We’ve been following a law enforcement saga surrounding malware called Gozi for two years now.
Gozi was a widespread and successful family of zombie malware, dating right back to 2007, that aimed to steal online banking credentials using a sneaky trick known as HTML injection.
Instead of trying to hack the bank’s online banking server infrastructure, or trying to intercept your HTTPS traffic in transit, which typically causes certificate warnings in your browser, the Gozi crooks used malware to hack your browser’s behaviour, right on your own computer.
Just before your browser displayed online banking forms (in other words, after the bank’s web pages had been received in good order and decrypted without warnings), the malware would inject additional data items into the page, requesting information you wouldn’t normally need to disclose, which was then sent off to the crooks rather than the bank.
Back in 2013, the US Department of Justice (DoJ) wrote up its indictment of three men in New York.
Mihai Ionut Paunescu, out of Romania, ran what are known as “bulletproof hosts” for the enterprise. Think of him as the CIO.
Legimitate ISPs will offer you mirroring and automatic failover for your servers in order to ensure maximum uptime.
But the so-called bulletproofers go one step further, moving your services around online not just to cover for hardware failures and outages, but also to deal with takedowns, blocklisting and other crime-fighting measures.
Deniss Čalovskis of Latvia was the HTML injection expert, coding up the HTML modifications used to trick the victims and steal their account information. Let’s call him the Senior Web Consultant.
And Nikita Kuzmin from Russia was the COO. He hired coders to work on the Gozi malware and operated a Crimeware-as-a-Service (CaaS) business based around it.
You could lease time on Kuzmin’s botnet infrastructure, hosted by Paunescu, using data-stealing content authored by Čalovskis, and manage your entire crooked enterprise through a web portal on Kuzmin’s so-called 76 Service infrastructure.
As we wrote at the time, the DoJ listed, as is its habit, the maximum possible custodial sentences that the trio could pick up, assuming they were convicted and the court threw the book at them: absurd, and even impossible, periods from 60 to 95 years.
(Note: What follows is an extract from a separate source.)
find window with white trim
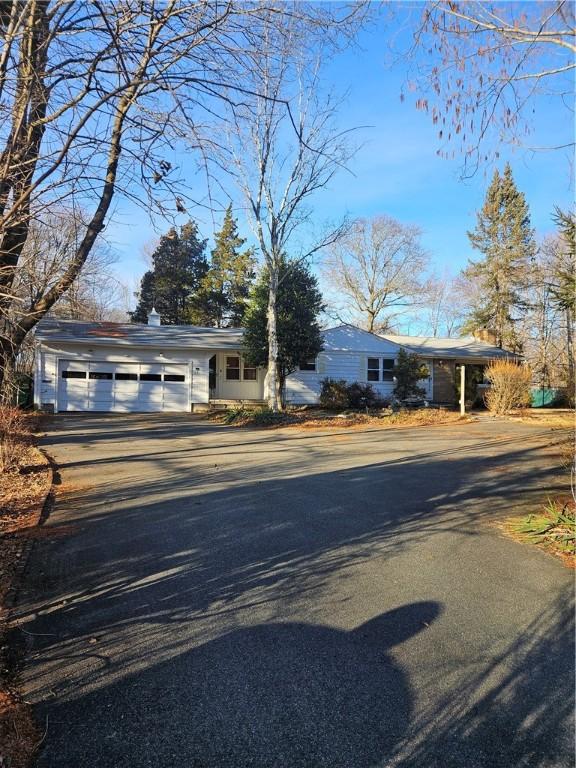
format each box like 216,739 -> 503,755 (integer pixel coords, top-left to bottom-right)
366,357 -> 394,381
226,357 -> 240,381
Things then got interesting for Čalovskis, who was in Latvia, because courts in his country didn’t like the sound of a theoretical 67-year prison sentence, as mentioned in the indictment, so his extradition to the USA was halted.
As we suggested at the time, it seemed that the US had “risked upsetting the delicate balance required to ensure worldwide prosecutions [typical in cybercrime] can be effectively completed.”
But the Latvian and the Americans eventually found common ground, and in February 2015, Čalovskis was sent to the US.
We reported at the time of his court case:
The reason why Latvian authorities eventually handed him over appears to surround a plea agreement in which Calovskis agreed not to submit an appeal should he be sentenced to two years or less of imprisonment – a hint as to what may happen on 14 December 2015 at his sentencing hearing.
In Čalovskis’s favour, he quickly pleaded guilty, and avoided making excuses, telling the court, “I knew what I was doing was against the law.”
That was in September 2015; he has now been sentenced.
It seems that Čalovskis’s prison sentence will be “time zerved,” meaning that his incarceration while awaiting extradition, trial and sentencing is considered sufficient punishment already.
That adds up to 21 months, which is indeed below the two-year no-appeal period mentioned above.
In other words, he should be home soon, years after this all started.
To paraphrase Henry Longfellow: The justice wheels grind slowly/Yet they grind exceeding small.
Justice imagery courtesy of Shutterstock.
Steve
Umm… what about the other two (alleged) crooks?
Paul Ducklin
I *think* that one pleaded guilty long ago in some sort of undisclosed plea deal, and the other is still awaiting extradition from wherever he is now.
Anonim
Paunescu Mihai Ionut is curently walking free on the streets of Bucharest. Guess money can keep you out of jail in Romania.